Series creators Ron Cowen and Daniel Lipman talked to Huffington Post about the show in 2015, and Cowen said this about assimilation: “If you want to assimilate, you want to be like them, what do you keep of yourself and what do you sacrifice in order to be part of the mainstream? You always have to give up some part of your identity to blend in. That’s the thing we need to figure out.”
Ron Cowen has it completely wrong. The “assimilation” trend we see today is not a matter of gay people trying to “be like them.” Few of those moving in that direction have any desire or intention to blend in or give up their identity. Rather, the phenomenal social revolution of the past twenty years has allowed many if not most gay people to live openly and safely among straight people, to have close and meaningful straight friends, to be part of mainstream society without compromise. In essence, they are assimilated without even trying.
The ghettoization represented by Liberty Avenue was essential in earlier times, when gay people could be themselves and feel safe only around other gay people. That situation solidified over the years and became a dominant aspect of gay life. Remember what Brian Kinney said about straight people: “There's only two kinds of straight people in this world: the ones that hate you to your face, and the ones that hate you behind your back.”
Consider a young gay person coming of age in a previous generation. His burgeoning gay identity was frightening, and there was no one to confide in, no role models on TV or in mainstream movies, few resources of support or approval. His isolation led to an overwhelming need to connect with other gay people so he could feel open about his identity, so he could be his true self. A common refrain I hear from people of those generations is how relieved and empowered they felt the first time they entered a gay bar or attended a gay fellowship group. “For the first time I felt like I was with my own people,” they say. In that world the development of segregated gay communities was both inevitable and necessary.

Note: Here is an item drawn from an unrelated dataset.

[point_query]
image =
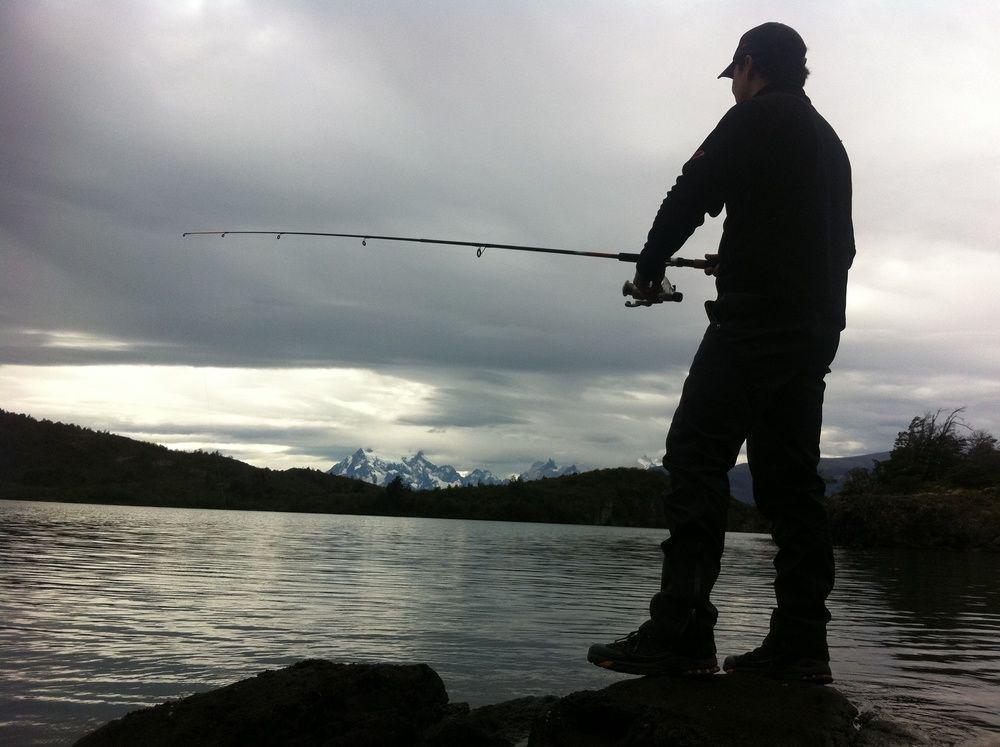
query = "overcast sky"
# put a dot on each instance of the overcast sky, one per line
(543, 123)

Times have certainly changed. Today the reality for many gay people is acceptance and friendship from mainstream society. Corporations and institutions of all kinds - even churches - express support. There are gay celebrities everywhere, gay characters with whom to identify, often other gay people at work or school, solidarity expressed by presidents and other public figures. YouTube is filled with young gay people buoyantly discovering and exploring their worlds. By the time of college - and increasingly in high school - gays are able to confide in their peers and be full fledged participants in the society around them. The forces that drove them to insular communities to be themselves have largely disappeared.
I have talked to young gay people who love and value their straight friends. They have no desire to exchange them for gay friends in order to be a part of a community that many see as unnecessary and even anachronistic. Gay people will always feel a special kinship with other gay people. The objects of their affection will mark them as different from the rest of society. But the natural evolutionary result of our increasing acceptance is more people remaining within the mainstream society rather than choosing to separate from it.
Gay people are not assimilating. They are not giving up parts of their identity or making sacrifices to fit in with the straight world. They are not trying to be like the straight people that surround them. Rather, they are being themselves, whether gloriously flamboyant or more reserved. For the first time in our history many can do that without having to create a world within a world.
Don’t think of it as assimilation. Think of it as liberation.